We observe that in some situations LLVM generates a zero-extending subword load followed by a sign-extension, where it would be obvious to use a sign-extending load instead.
This is a short Godbolt demo on x86 and the same on RISC-V: function test1() uses a zero-extending byte load, followed by a sign extension (shift-left/shift-right pair on RISC-V), whereas we expect that it should be equivalent to function test2() which directly uses a sign-extending byte load.
The LLVM IR of both functions is equivalent, except that test1() has a freeze on the result of the load i8 operation (the freeze originates from InstCombine in this fragment; function test2() follows a different optimization path where it does not receive a freeze).
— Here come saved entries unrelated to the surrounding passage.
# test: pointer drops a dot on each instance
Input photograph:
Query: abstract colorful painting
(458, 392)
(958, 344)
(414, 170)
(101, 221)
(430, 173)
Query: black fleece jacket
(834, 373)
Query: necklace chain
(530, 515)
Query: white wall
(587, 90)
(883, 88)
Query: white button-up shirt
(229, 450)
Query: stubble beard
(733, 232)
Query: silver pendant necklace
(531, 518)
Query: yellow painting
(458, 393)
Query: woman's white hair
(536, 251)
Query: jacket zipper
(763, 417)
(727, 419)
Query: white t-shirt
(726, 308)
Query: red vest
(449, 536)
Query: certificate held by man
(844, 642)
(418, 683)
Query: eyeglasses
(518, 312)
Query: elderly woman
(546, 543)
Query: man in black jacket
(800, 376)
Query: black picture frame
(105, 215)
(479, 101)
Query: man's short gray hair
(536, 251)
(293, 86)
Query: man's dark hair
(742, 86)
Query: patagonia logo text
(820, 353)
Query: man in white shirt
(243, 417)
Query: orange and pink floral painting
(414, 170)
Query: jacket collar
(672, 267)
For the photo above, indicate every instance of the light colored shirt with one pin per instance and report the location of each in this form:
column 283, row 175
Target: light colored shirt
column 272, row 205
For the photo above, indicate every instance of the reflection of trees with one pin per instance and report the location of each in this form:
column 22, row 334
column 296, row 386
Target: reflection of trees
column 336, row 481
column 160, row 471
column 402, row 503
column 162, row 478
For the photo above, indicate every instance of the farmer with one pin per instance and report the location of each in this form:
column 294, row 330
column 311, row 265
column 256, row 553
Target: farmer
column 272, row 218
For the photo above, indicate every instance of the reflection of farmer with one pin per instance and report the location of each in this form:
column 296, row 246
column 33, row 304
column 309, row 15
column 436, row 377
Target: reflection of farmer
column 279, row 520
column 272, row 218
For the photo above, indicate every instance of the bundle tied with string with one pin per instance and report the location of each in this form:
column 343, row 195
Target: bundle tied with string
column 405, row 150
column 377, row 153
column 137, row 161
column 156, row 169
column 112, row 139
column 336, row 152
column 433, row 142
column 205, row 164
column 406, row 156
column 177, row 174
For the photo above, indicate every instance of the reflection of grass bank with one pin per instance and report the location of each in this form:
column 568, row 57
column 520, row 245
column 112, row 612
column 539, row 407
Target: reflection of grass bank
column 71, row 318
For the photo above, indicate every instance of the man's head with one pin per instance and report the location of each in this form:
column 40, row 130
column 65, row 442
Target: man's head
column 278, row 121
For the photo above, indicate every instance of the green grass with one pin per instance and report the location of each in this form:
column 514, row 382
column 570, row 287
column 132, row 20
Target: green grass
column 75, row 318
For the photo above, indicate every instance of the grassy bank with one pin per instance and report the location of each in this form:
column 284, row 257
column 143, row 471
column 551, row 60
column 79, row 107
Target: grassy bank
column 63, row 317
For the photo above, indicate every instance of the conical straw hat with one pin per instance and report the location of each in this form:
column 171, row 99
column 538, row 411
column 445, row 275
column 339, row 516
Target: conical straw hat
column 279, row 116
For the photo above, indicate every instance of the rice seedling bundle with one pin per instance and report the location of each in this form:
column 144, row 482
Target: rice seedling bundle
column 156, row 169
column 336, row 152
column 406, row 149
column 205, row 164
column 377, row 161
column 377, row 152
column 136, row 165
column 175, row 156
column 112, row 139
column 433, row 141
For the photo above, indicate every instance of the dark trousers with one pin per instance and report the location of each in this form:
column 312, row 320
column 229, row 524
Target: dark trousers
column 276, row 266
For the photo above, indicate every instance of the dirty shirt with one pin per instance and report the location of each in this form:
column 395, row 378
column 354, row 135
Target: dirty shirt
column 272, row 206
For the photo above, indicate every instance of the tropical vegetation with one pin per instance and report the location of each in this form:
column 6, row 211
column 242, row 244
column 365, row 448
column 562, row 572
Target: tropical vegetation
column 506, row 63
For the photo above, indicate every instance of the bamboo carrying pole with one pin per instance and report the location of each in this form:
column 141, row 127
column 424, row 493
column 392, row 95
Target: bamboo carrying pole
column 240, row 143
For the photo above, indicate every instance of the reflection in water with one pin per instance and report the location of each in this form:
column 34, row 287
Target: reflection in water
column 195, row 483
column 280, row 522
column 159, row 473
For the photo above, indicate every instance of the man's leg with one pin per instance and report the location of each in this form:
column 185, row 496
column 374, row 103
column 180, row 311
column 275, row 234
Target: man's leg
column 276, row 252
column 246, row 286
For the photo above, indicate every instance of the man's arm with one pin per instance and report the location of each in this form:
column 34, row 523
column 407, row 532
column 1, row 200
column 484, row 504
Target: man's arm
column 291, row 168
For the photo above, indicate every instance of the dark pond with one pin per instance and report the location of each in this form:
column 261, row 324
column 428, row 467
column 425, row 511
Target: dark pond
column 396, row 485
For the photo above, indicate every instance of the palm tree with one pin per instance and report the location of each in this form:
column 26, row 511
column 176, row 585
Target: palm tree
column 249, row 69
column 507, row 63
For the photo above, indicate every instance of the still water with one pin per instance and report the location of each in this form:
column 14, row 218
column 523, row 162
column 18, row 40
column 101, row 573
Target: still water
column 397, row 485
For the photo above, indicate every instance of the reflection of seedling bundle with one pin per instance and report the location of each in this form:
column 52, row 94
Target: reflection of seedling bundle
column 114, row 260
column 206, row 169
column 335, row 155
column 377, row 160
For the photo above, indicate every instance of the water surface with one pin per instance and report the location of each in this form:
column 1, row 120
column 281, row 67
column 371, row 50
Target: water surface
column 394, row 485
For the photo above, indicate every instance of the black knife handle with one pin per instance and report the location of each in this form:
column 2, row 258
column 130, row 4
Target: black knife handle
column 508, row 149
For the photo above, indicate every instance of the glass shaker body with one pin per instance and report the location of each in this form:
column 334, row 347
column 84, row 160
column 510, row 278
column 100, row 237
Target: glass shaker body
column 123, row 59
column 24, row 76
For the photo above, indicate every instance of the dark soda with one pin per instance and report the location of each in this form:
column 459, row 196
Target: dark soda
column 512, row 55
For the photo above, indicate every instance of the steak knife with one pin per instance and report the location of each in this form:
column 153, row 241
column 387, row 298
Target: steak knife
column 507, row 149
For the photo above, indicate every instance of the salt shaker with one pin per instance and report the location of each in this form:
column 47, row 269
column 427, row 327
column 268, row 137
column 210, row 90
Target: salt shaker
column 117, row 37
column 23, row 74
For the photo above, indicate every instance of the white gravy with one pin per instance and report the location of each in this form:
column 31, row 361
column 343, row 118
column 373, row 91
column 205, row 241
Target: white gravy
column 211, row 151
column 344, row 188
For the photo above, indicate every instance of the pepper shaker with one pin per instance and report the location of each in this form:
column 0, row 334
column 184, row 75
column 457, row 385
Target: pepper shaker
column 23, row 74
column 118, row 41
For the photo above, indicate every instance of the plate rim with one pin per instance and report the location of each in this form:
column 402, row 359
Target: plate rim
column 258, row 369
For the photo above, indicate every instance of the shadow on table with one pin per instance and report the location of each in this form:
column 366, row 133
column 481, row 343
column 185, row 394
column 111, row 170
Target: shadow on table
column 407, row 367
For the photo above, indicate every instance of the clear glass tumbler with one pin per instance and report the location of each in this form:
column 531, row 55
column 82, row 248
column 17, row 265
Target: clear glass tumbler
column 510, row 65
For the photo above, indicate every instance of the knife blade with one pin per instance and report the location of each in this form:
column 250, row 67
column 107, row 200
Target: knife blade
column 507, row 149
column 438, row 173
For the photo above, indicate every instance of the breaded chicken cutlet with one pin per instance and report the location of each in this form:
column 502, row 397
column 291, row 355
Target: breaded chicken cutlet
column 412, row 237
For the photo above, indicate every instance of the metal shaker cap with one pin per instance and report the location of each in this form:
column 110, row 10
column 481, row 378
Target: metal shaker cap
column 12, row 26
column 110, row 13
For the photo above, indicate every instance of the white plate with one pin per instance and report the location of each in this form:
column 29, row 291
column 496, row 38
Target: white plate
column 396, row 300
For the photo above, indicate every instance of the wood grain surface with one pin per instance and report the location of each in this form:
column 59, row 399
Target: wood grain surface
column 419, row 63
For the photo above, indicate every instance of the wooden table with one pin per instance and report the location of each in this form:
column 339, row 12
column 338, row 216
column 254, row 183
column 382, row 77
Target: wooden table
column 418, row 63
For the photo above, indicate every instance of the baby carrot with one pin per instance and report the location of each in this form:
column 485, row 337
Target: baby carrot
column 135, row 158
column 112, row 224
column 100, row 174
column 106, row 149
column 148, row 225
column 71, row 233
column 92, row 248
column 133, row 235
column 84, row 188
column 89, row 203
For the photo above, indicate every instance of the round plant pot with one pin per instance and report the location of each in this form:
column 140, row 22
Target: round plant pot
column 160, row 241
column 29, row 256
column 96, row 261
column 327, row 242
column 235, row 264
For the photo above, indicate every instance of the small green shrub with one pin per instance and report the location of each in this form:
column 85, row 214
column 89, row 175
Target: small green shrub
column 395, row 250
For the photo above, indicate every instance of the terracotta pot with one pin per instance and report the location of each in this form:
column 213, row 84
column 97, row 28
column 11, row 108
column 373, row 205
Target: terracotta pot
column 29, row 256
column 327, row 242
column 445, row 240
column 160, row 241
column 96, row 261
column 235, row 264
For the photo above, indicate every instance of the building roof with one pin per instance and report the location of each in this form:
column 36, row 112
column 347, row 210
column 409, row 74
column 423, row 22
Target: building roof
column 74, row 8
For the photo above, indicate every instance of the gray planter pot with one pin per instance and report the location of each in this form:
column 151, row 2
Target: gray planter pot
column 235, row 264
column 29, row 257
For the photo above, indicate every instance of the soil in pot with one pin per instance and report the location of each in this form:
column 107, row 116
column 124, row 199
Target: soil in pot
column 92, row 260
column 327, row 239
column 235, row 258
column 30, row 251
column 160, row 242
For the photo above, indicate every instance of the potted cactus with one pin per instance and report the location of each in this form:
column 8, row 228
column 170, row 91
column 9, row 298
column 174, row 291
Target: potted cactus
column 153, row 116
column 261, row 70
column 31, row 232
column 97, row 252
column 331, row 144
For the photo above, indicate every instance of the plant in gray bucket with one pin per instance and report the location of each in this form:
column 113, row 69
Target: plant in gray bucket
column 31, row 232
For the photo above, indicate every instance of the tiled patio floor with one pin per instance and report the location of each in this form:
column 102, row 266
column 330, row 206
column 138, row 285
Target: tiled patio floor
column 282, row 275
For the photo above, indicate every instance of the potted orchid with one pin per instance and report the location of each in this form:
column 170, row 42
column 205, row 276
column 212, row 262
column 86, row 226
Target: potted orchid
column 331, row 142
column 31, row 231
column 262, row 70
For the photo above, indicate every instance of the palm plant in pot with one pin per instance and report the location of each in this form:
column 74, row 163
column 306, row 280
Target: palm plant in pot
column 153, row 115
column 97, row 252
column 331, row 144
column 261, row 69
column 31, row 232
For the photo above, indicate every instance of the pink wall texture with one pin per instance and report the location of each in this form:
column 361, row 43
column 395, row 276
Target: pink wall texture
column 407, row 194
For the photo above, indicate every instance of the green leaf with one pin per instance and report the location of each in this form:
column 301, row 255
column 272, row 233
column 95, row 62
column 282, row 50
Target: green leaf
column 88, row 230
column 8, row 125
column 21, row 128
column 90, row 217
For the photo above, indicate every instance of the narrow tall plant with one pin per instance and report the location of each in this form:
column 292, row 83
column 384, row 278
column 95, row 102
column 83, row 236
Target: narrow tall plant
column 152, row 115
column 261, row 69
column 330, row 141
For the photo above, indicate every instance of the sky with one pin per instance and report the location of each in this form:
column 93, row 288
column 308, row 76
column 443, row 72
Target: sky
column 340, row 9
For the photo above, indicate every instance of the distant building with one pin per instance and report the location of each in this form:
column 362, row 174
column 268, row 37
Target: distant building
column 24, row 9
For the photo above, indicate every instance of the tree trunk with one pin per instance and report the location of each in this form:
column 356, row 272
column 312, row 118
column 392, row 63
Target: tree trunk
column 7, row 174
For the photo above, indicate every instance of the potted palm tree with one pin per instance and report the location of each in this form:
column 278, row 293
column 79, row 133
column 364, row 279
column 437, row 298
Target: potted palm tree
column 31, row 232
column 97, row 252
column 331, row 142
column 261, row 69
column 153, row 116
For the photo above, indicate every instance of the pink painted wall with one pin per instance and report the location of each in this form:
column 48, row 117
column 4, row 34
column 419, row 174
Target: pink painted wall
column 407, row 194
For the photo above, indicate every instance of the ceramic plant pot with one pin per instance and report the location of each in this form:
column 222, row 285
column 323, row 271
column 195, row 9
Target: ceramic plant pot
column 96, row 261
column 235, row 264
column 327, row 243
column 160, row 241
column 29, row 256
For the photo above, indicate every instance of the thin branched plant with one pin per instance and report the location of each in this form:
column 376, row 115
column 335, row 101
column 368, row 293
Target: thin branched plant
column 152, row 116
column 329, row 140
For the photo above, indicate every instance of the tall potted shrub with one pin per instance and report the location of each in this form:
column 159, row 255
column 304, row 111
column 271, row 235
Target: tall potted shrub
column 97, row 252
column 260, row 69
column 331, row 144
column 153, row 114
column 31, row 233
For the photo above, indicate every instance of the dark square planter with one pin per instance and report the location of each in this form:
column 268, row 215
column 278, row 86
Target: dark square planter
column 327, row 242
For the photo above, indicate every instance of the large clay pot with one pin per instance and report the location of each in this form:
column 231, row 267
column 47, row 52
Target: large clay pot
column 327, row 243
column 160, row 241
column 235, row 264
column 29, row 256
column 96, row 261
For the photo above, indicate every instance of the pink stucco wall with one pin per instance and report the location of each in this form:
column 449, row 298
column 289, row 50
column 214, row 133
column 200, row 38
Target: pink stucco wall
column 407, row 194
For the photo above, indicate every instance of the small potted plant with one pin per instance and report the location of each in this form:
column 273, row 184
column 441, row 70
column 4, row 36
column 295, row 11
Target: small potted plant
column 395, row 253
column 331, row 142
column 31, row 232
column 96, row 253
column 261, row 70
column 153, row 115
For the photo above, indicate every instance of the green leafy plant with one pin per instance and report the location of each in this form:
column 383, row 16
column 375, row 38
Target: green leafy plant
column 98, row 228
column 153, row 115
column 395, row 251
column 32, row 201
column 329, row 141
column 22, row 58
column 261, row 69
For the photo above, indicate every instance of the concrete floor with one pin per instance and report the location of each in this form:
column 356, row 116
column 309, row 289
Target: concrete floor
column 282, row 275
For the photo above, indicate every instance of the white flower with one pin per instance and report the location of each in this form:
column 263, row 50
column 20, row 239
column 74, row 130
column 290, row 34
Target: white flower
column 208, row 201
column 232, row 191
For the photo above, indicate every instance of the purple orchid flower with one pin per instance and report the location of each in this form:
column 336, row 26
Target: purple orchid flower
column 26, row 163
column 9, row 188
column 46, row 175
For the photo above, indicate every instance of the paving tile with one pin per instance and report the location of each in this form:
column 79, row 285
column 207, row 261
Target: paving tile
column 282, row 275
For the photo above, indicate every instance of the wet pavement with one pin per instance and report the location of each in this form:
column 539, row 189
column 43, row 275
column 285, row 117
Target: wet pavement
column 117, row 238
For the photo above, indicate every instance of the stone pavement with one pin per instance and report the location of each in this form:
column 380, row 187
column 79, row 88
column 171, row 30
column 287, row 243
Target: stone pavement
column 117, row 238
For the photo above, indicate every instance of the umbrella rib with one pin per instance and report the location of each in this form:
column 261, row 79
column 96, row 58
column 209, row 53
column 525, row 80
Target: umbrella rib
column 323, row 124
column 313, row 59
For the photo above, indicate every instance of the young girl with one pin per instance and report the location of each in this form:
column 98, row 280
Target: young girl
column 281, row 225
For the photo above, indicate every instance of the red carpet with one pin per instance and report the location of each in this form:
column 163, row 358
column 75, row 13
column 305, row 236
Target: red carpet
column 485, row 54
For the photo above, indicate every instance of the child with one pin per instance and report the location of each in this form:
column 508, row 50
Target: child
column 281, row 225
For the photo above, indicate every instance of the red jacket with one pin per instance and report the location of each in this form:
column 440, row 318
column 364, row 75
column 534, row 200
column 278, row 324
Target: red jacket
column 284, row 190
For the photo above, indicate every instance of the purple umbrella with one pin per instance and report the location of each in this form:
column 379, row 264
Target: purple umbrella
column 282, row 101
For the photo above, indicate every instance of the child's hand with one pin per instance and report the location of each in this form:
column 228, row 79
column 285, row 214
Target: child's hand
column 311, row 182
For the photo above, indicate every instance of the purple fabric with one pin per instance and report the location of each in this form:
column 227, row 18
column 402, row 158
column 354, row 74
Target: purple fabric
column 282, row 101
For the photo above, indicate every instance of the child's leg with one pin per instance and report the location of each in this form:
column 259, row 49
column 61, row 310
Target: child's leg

The freeze operation seems to prevent the selection of a sign-extending load, but is this expected? The freeze results in a “COPY” but this is killed (I assume because it is taken together with the load).
Freeze followed by sign-extend guarantees all the extended bits are equal. A sign-extending load followed by a freeze does not guarantee that. We currently don’t have any target-independent way to represent a “freeze and sign-extend” load, so we don’t optimize. If it’s a common pattern, it might be worth adding something.
Yes. But note that the instcombine transformation of the select does not require that all the extended bits are equal. The freeze starts out on the condition of the select, and is then propagated upward. When the freeze is propagated from the sign-extend operation to its argument, this additional requirement is imposed, so it could also be an idea to not always propagate the freeze over an extension operation.
This could indeed help to make more freeze operations zero-cost. I assume on almost any architecture the “freeze and sign-extend” load will just map onto the regular sign-extending load?
A sign-extending load followed by a freeze does not guarantee that.
That might be true in IR, but we’re talking about instruction selection here. By the time you get to a MachineInstr representing a RISC-V sign-extending load, surely that should have the same behavior as the hardware instruction, which will always have all the extended bits equal?
I have seen similar problems in the AMDGPU backend. It seems to me that freeze in IR is well defined but ISD::FREEZE in SelectionDAG is not well defined (after all SelectionDAGBuilder maps both UndefValue and PoisonValue to ISD::UNDEF) and just tends to get in the way.
Yes, it should be fine to lower the sequence to a sign-extending load instruction. We’d only need “freeze and sign-extend” in SelectionDAG.
The most recent discussion of this I can find is funnel shift, select, and poison - #26 by nlopes … not sure we reached a formal conclusion, but basically, poison exists in SelectionDAG, but not later.